Non content d’être historien très documenté de la région dinannaise dans ses évènements anciens, Mathurin Monier fut aussi un témoin attentif de l’actualité.  Il s’employa également à la protection des sites et des monuments dans le département des Côtes d’Armor. Il devint membre correspondant de la Commission supérieure des Monuments historiques.

 Au début des années 70, tous les amis de mon grand-père l’invitèrent à rééditer ses Quinze promenades autour de Dinan, car la première édition était épuisée depuis plusieurs années. Il hésita longuement, conscient du travail de recherche que cela nécessitait ainsi que de son état de santé, devenu précaire. Mais sa passion pour l’écriture et l’histoire de la région dinannaise l’incita à reprendre la tâche.
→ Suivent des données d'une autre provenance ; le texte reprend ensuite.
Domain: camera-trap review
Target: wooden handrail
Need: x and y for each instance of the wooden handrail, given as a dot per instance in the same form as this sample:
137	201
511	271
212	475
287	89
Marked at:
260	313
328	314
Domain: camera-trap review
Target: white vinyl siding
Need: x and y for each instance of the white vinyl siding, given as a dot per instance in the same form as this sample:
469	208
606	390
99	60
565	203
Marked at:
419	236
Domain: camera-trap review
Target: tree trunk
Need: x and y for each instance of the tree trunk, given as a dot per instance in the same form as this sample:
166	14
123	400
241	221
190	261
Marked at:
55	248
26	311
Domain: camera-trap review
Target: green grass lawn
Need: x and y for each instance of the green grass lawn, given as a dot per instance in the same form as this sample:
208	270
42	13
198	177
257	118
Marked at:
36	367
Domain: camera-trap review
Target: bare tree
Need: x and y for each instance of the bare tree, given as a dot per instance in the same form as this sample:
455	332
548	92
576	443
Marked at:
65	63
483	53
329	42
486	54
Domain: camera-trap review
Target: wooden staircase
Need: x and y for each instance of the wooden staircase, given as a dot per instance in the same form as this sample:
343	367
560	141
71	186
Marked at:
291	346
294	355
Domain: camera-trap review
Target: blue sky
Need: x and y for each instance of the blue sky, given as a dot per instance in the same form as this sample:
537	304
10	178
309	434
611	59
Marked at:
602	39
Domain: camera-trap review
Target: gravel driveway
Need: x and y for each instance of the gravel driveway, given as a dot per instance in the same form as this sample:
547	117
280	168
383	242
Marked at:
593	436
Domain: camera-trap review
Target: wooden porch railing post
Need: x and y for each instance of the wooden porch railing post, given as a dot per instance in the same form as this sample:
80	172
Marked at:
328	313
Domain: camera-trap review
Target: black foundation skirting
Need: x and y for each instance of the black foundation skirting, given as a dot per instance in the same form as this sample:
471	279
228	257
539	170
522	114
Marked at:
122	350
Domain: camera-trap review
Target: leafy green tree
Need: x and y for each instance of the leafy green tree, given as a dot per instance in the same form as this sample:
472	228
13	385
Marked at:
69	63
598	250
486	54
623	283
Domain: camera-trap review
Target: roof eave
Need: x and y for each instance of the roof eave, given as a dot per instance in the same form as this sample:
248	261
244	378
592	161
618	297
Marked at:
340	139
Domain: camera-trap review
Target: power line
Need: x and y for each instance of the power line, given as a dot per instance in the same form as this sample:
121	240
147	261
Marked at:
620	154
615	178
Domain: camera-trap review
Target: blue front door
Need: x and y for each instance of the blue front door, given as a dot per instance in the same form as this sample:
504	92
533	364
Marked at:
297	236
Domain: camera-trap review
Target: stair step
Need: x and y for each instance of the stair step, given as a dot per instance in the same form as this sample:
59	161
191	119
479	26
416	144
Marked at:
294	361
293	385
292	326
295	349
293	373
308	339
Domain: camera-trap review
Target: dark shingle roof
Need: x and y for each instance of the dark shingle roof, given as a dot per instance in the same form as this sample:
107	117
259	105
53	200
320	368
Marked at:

Lorsque les lieux d’étude, trop éloignés, ne lui permettaient pas de chevaucher son vélomoteur, il se faisait transporter en voiture par l’un ou l’autre de ses amis.

Il venait de terminer son œuvre et de remettre le manuscrit de 1600 pages à l’éditeur lorsque la mort le terrassa, le privant ainsi la joie de voir sortir ce nouveau volume. Le livre, Châteaux, manoirs et paysages ou Quinze promenades autour de Dinan parut en 1975, préfacé par Maurice Druon de l’Académie française ; et en 1977, une deuxième édition du même ouvrage parut, cette fois-ci avec l’index que mon grand-père n’avait pas eu le temps de terminer, établi par M Francis Hervy.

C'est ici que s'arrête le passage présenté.